Friday, January 17, 2014

Movin' on

Today is my last day at a small consulting firm in Rhode Island. Bitter sweet. I love these people like family, but I'm ready to go. Truth be told it hasn't even hit me yet. I'm sure some night this weekend I'll wake up and realize I don't work here anymore.

I couldn't be more grateful. Five years ago this company took a chance on a full time bartender who was going to night school to get an MBA. I had no office experience, I had never even opened Outlook. Talk about a fresh set of eyes...

On the other hand, I've been done here for a while. It is time for me to push myself harder in my career. Sometimes I think maybe I've never really pushed myself. Don't get me wrong, I'm a true survivor. I've worked three jobs at a time to stay afloat without too much complaint, but when given the opportunity...I haven't always jumped for the stars. School was pretty easy for me. Minimal effort got rewards that were above average, but imagine if I had worked HARD? I went to the college that paid me the biggest scholarship, instead of the one that was going to challenge me the most. I have stayed five years in a job that I like enough, and I'm good at, but greatly underutilizes my skills and pushes me minimally.

It's time. A new company in a new city. A big challenge and room for growth. Room for growth that I fully intend on using as my driving force to PUSH HARDER. Push myself to build a career. To grow mentally. To live the grind now so that later I may not have to....that's the goal. Try and hold me to it, would ya? I may need a shock collar.

Now, the real question is: how should I make my exit? By the way, this girls .gif timeline of what it's like to leave your job is amazing.

Like this:


or just an akward mic drop like this:
 micdrop_09

or just an Irish exit when no one is looking….decisions decisions.

Wednesday, January 15, 2014

This is the part where life sticks it's finger in the electric socket

Well, hello there. Fancy meeting you here. So nice of you to stop by...<<crickets>>

I've decided to start this blog. My first blog lie. I'm three sentences deep and I've lied. This is going well. I started this blog with the name: "Twenty seven and a half, but who's counting"....current name for the first post, "Twenty nine and a half, but who's counting." This either says a lot about the care and effort that has gone into meticulously crafting my first post, or shows my serious ability to get distracted by shiny objects. For two years. I got distracted for two years.
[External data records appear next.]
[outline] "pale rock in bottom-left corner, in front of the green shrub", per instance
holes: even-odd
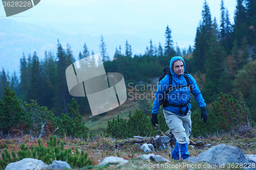
[[[9,163],[6,170],[41,170],[45,163],[41,160],[24,158],[18,162]]]

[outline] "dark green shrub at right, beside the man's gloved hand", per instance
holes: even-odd
[[[220,92],[218,102],[212,102],[212,110],[208,113],[207,122],[204,124],[201,120],[199,109],[191,114],[191,121],[193,122],[191,130],[193,137],[236,131],[244,126],[250,129],[254,126],[241,92],[239,100],[234,99],[230,94]]]

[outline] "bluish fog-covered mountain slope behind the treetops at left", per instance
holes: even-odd
[[[32,56],[36,52],[39,59],[44,59],[45,51],[51,51],[56,56],[57,39],[63,48],[66,48],[67,43],[70,44],[76,60],[78,60],[79,52],[83,50],[84,43],[87,44],[90,54],[92,50],[95,54],[100,52],[100,35],[90,34],[90,31],[68,33],[49,26],[35,26],[4,18],[0,18],[0,26],[0,70],[2,68],[6,72],[8,70],[9,76],[13,74],[14,70],[19,75],[19,60],[23,53],[26,58],[28,54]],[[164,30],[165,28],[163,28],[163,37],[159,39],[164,39]],[[132,45],[133,55],[143,55],[146,46],[150,45],[150,38],[146,40],[129,34],[107,34],[103,35],[103,38],[111,60],[116,47],[119,45],[121,45],[121,51],[124,53],[126,39]],[[159,41],[153,41],[153,44],[158,46]],[[164,42],[161,42],[161,45],[163,46]]]

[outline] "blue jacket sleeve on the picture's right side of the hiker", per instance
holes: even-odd
[[[195,99],[199,105],[199,107],[206,107],[205,101],[203,99],[203,95],[201,93],[201,91],[199,90],[199,87],[197,85],[196,80],[189,75],[189,78],[191,79],[191,93],[195,96]]]

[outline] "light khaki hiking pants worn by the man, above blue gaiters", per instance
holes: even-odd
[[[177,142],[181,144],[189,142],[189,136],[191,134],[191,111],[189,110],[185,116],[179,116],[164,109],[163,114],[166,124],[173,132]]]

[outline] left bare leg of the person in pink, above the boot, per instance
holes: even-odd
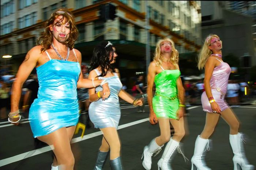
[[[219,114],[217,113],[206,113],[206,121],[204,125],[204,130],[201,133],[200,137],[203,139],[209,139],[209,137],[214,132],[215,126],[219,120]]]

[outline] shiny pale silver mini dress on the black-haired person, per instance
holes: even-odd
[[[98,76],[101,74],[97,69],[94,69],[94,71]],[[93,122],[95,128],[117,128],[121,116],[118,94],[122,88],[122,83],[117,73],[114,73],[114,76],[112,77],[99,77],[99,79],[105,79],[108,81],[110,95],[105,100],[100,98],[98,101],[92,102],[90,104],[90,120]],[[96,87],[95,91],[102,91],[102,87]]]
I'm so proud....

I feel like blogging is like having a diary when you were a kid. I of course quickly learned you can't trust anyone have a diary in my house when I at the age of 11, (ehh, maybe 9. Who cares. You get the idea I was young and in love and it was all that mattered) I overheard my sister and her friends laughing through the window when she was having a slumber party....of course as a snoop myself I I leaned in intently, only to hear that they were reading my diary outloud. MORTIFIED. I never wrote anything down again.

Scarred for life. Never gong to school again. Life. Is. Over.

I don't know how I made it.


Kids are I was dramatic, huh?


So in this first post here are the things I hope for this little 29.5bwc blog experiment:

I hope I can use this to document this time in my life. I'm starting a new job next week. I'm going to be in a new city. I'm on the cusp of marriage and family. This is the shit. This is the part where life sticks it's finger in the electric socket and I want to try and be present at the start.

I hope to help some people and be helped by people who work hard to find balance. Who feel better when they are fit and eating clean. Who want to excel professionally, and want to be a fantastic partner too. It's important to me, and sometimes it gets hard to do it in a vacuum. Maybe someday this can be an starting place for a community. Motivation, sharing, ideas, support. For no reason other than because balance matters. 

I hope I make you giggle. I know I will make me giggle.